Neste sentido, quem quer viver na sociedade capitalista atual sem violência e em paz, não passa de um hipócrita ou ignorante em relação ao sistema social em que vive; e quem quer sair deste sistema através da política que o alimenta e o solidifica ou é um farsante ou inocente útil; em ambos os casos todos os esforços serão inúteis, como a filosofia medieval foi, ao juízo de Hamlet, para os mistérios do céu e da terra.
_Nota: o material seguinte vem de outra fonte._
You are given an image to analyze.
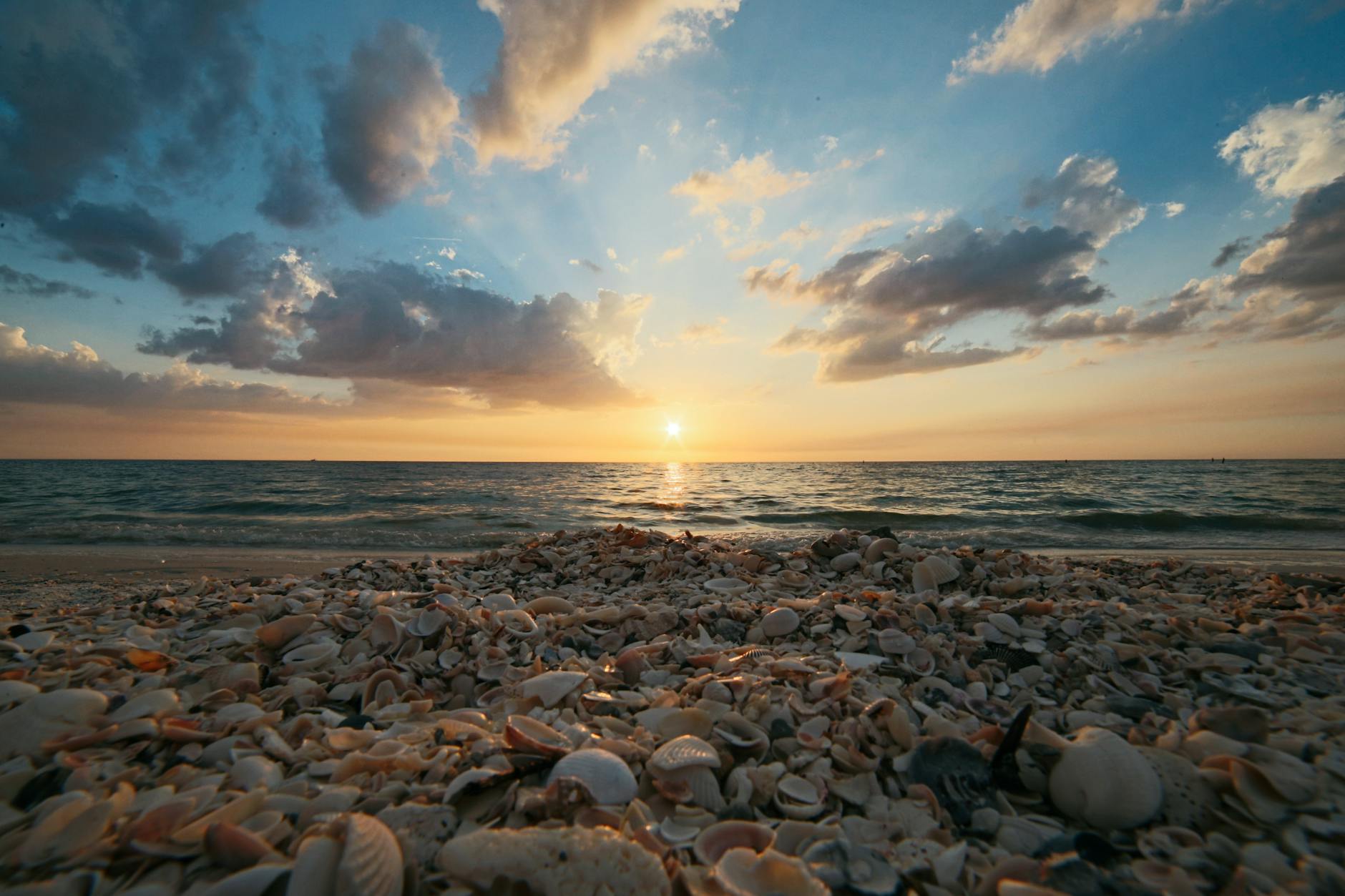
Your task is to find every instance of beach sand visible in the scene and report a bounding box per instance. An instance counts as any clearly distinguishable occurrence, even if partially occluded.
[0,528,1345,896]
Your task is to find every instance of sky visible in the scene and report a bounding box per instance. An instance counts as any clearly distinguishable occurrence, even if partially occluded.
[0,0,1345,461]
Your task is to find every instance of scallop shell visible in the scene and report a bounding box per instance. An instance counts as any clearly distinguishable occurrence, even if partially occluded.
[368,614,406,654]
[523,595,576,616]
[504,716,572,756]
[1049,728,1163,830]
[406,607,448,638]
[648,734,720,772]
[522,670,588,709]
[254,614,318,650]
[714,846,831,896]
[546,749,637,804]
[691,821,775,865]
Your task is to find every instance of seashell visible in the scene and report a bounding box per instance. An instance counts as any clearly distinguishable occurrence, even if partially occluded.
[761,607,799,638]
[367,614,406,654]
[504,716,572,756]
[648,734,720,774]
[254,614,318,650]
[909,737,995,827]
[434,827,670,896]
[864,538,901,563]
[702,579,752,596]
[691,821,775,865]
[406,607,448,638]
[656,708,714,740]
[521,671,588,709]
[1135,747,1220,830]
[879,629,917,654]
[714,846,831,896]
[280,641,341,670]
[902,647,935,675]
[107,687,182,722]
[803,837,898,896]
[1049,728,1163,830]
[831,550,864,573]
[523,595,576,616]
[986,614,1022,638]
[546,749,636,804]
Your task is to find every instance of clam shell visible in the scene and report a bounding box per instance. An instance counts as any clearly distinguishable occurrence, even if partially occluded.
[648,734,720,772]
[521,671,588,709]
[714,846,831,896]
[1049,728,1163,830]
[691,821,775,865]
[546,749,637,804]
[254,614,318,650]
[504,716,570,756]
[702,579,752,595]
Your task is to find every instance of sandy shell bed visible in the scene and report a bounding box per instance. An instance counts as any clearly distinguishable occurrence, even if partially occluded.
[0,528,1345,896]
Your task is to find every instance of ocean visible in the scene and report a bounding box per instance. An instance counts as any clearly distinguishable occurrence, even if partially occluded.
[0,460,1345,563]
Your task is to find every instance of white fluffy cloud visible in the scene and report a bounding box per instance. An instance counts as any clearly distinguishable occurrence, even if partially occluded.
[948,0,1204,84]
[670,152,813,215]
[1024,154,1145,247]
[0,323,341,413]
[1218,93,1345,197]
[472,0,738,168]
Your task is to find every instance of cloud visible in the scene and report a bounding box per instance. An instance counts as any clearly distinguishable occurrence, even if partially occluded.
[257,145,328,229]
[0,323,336,413]
[1209,237,1252,267]
[472,0,738,168]
[0,265,97,299]
[725,221,822,261]
[948,0,1206,84]
[1210,176,1345,339]
[1024,154,1145,249]
[140,262,651,408]
[0,0,258,214]
[323,21,459,215]
[1218,93,1345,198]
[35,202,182,278]
[670,152,813,215]
[1018,278,1220,340]
[743,218,1107,382]
[151,232,268,299]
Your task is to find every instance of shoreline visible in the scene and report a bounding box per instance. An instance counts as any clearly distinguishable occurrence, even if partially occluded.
[0,533,1345,600]
[0,526,1345,896]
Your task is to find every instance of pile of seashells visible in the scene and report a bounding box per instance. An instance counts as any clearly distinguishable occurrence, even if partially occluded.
[0,526,1345,896]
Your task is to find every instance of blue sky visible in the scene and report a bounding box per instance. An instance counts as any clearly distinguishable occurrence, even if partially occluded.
[0,0,1345,453]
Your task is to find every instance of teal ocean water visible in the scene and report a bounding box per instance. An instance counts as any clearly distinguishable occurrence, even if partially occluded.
[0,460,1345,554]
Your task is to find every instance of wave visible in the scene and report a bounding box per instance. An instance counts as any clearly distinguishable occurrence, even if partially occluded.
[1056,510,1345,531]
[743,508,969,528]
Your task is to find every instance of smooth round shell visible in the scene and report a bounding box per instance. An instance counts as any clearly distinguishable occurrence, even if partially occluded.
[1049,728,1163,830]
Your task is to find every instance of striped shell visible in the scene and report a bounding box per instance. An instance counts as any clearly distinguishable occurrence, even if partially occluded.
[546,749,637,804]
[650,734,720,772]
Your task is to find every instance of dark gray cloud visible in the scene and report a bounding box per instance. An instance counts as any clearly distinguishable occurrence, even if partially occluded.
[1022,154,1145,247]
[151,232,268,299]
[0,265,97,299]
[0,0,258,212]
[34,202,182,278]
[1019,280,1217,340]
[257,145,330,227]
[1209,237,1252,267]
[0,323,325,413]
[323,21,459,215]
[139,262,648,406]
[744,220,1107,380]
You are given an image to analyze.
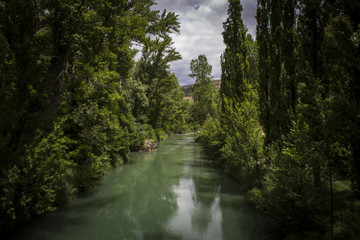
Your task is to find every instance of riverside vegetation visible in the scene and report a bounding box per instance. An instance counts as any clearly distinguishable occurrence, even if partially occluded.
[0,0,360,239]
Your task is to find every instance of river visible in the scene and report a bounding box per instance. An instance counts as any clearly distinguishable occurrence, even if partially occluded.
[12,135,265,240]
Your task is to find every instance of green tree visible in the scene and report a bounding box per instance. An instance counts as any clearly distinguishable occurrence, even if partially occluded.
[189,55,218,125]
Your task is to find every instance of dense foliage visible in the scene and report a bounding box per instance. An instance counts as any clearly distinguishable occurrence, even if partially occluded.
[0,0,187,234]
[200,0,360,239]
[189,55,219,126]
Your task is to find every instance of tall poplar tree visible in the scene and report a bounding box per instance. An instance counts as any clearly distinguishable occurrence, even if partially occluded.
[220,0,248,101]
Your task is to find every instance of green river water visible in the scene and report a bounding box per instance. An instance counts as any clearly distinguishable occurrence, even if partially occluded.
[12,135,265,240]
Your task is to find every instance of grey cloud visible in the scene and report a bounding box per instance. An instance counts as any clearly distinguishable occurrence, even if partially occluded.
[154,0,257,85]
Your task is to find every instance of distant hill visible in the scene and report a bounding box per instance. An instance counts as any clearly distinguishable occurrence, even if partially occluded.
[181,80,221,99]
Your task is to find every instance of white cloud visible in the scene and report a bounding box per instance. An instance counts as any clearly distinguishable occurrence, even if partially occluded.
[155,0,257,85]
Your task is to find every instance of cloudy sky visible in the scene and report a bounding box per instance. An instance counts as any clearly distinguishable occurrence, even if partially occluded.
[154,0,257,85]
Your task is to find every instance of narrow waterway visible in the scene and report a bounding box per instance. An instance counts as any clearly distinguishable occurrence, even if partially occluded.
[13,135,264,240]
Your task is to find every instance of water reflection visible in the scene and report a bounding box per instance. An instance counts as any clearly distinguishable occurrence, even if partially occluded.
[14,135,262,240]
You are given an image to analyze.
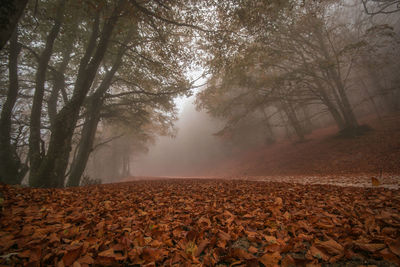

Portanto, entender a violência segundo a dita antropologia ou sociologia social mais não é que acreditar que o lusco-fusco neoliberal da “escolha” se explica pela “natureza biológica”, logo, todo um paradigma de eugenia e preconceitos estapafúrdios passa a permear a política de estado, vejam o caso de Israel e a Palestina, vejam o caso dos EUA e o Iraque, vejam a Inglaterra e a Irlanda, vejam o Apartheid na África, e, finalmente, veja agora o Governo Estadual e Municipal do Rio de Janeiro a disputarem o título de “Sharon tupiniquim”? Porém o mais importante é ver que a cura de todos estes males está na mudança radical do sistema, numa Revolução Comunista, porque se não entendemos a natureza do sistema somente depois de muita miséria, terror e extermínio, se chega à consciência que a maior violência não é a dos traficantes da Rocinha, mas do sistema e da suas políticas que produzem e reproduzem “Rocinhas, Marés, Jacarezinhos”, por todo o país. E Lula que veio para resolver todo este problema, depois de um ano de governo vê seu governo emporcalhado pela corrupção; o Mapa da Fome chegar aos 58 milhões de brasileiros; o PIB mergulhar no negativo, o Governador (Garotinho) propor muro para separar favela dos bairros nobres (Apartheid social) e Exército nas ruas, o extermínio de jovens e de trabalhadores crescerem...

 

A cada dia a opressão e a exploração do capital joga com a paciência e a resignação das massas, mas até quando? Nós dizemos:

Abaixo o capitalismo e viva a revolução comunista!

Viva o Partido Comunista Marxista-Leninista!